Pasé mis notas con rapidez hasta llegar al interrogatorio de Sheryl Saddon.

—Señorita Graham, ¿habló Betty de que andada metida en una película en algún momento de noviembre pasado?

—Sí. La primera noche que estuvo aquí alardeaba de ello. Dijo que tenía un papel principal en ella y nos enseñó un fotómetro. Un par de chicos la acosaron para que les diera detalles y a uno de ellos le contó que para la Paramount y a otro, para la Fox. Yo pensé que lo único que hacía era exhibirse para llamar la atención.

Escribí «Nombres» en una página en blanco y lo subrayé tres veces.

—Marjorie, ¿qué hay de los nombres? ¿Los chicos de Betty, la gente con quien la vio?

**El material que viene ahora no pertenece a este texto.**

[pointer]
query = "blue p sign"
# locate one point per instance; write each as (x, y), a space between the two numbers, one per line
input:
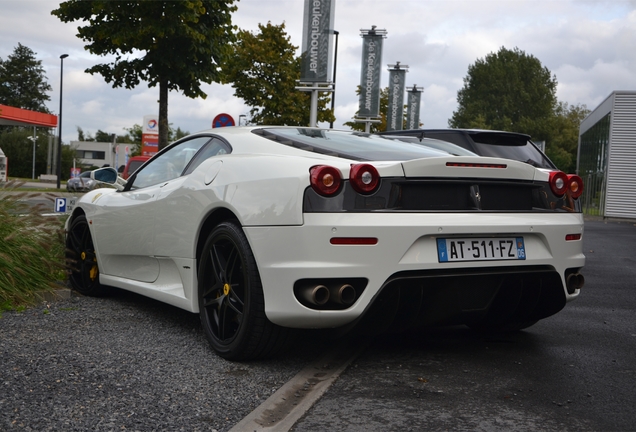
(60, 205)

—Bueno, sé que salió con Don Leyes y Harold Costa y una vez la vi con un marinero...

Marjorie se calló y percibí una expresión de inquietud en sus ojos.

—¿Qué ocurre? Puede contármelo, no se preocupe.

La voz de Marjorie era tan tensa que sonó casi estridente.

—Muy poco antes de que se fuera, vi a Betty y a Linda Martin hablando con una mujerona, una vieja del bulevar. Llevaba un traje de hombre y tenía el cabello tan corto como el de un hombre. Sólo las vi con ella esa vez, así que quizá eso no quiera decir que...

—¿Intenta decirme que aquella mujer era lesbiana?

Marjorie movió la cabeza con rapidez de arriba abajo y buscó un kleenex en su bolso; Bill Koenig entró en la habitación y me hizo una seña con el dedo. Fui hacia él.